QUANTITATIVE METHODS
4 Matching methods
Pauline Givord
Abstract
Matching is a quantitative method for ex-post evaluation in which, in the absence of direct experimentation, a counterfactual situation is reconstructed by comparing the situations of beneficiaries of an intervention with those of non-beneficiaries with very similar characteristics. This method is particularly useful for evaluating the impact of a programme on a whole population, when sufficiently precise data exist to compare beneficiaries and non-beneficiaries.

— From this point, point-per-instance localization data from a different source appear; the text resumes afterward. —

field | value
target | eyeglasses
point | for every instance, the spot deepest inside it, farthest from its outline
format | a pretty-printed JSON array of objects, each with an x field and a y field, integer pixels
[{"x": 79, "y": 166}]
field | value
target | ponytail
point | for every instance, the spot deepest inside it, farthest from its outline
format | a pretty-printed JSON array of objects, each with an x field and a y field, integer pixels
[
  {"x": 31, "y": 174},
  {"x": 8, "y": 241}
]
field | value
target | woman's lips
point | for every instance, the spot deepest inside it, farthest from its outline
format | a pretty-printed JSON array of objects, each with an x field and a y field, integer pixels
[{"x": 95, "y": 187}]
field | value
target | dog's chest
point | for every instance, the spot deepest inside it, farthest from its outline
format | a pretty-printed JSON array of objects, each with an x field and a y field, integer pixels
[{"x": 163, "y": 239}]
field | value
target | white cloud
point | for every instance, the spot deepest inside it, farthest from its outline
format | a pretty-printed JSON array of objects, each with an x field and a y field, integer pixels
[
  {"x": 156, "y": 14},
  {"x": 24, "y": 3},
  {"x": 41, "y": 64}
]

Keywords: Quantitative methods, ex post evaluation, causal effect, propensity score, common support
I. What does this method consist of?
Matching methods are among the main quantitative methods for ex-post evaluation, aiming to measure the effect of a public policy tool or programme (e.g. a training programme for jobseekers, or localised aids in certain territories) on the situation of the beneficiaries. As with most quantitative evaluation methods, the aim is to estimate the causal effect of the intervention on the situation of the beneficiaries (for example, a return to employment after training, or the economic activity of the targeted territory). The objective of matching methods is to estimate this causal effect by comparing the situation of beneficiaries of the programme with that of people who have not benefited from it, but whose characteristics are so similar that it would have been possible for them to benefit from it. The observation of these non-beneficiaries is supposed to give an idea of the “counterfactual” situation, that which the beneficiaries would have experienced in the absence of the programme.
The challenge here is to reduce the selection effects that can occur when one wishes to estimate the effect of an intervention. In general, the beneficiaries have not been designated by chance, and they have specific characteristics that can explain by themselves a more or less favourable evolution, even in the absence of the programme being evaluated. For example, the evaluation of a training programme aimed at people furthest from employment cannot be done simply by comparing the chances of return to employment of beneficiaries before and after the training, at the risk of underestimating the effect of the programme for the most disadvantaged public. Nor is it possible to compare the return-to-work rates of trainees with those of the non-trained population as a whole: the latter are too different for their employment situation to be a likely reflection of what the trainees would have experienced in the absence of training.
The principle of matching methods is to restrict the comparison of trainees to comparable non-trainees. Specifically, each beneficiary of the programme being evaluated is matched with one or more “twin” non-beneficiaries, in the sense that they have very similar individual characteristics in all dimensions that may influence both benefiting from the programme and their subsequent situation. In the example of the estimation of the training course impact on the chances of returning to employment, we compare for each trainee the chances of having found a job for instance during the year following the entry into training with the same chances of persons identical or at least closest to this trainee at the date of the entry into training in the dimensions considered important for the return to employment. The average effect of training for trainees is obtained by averaging all these comparisons for each beneficiary.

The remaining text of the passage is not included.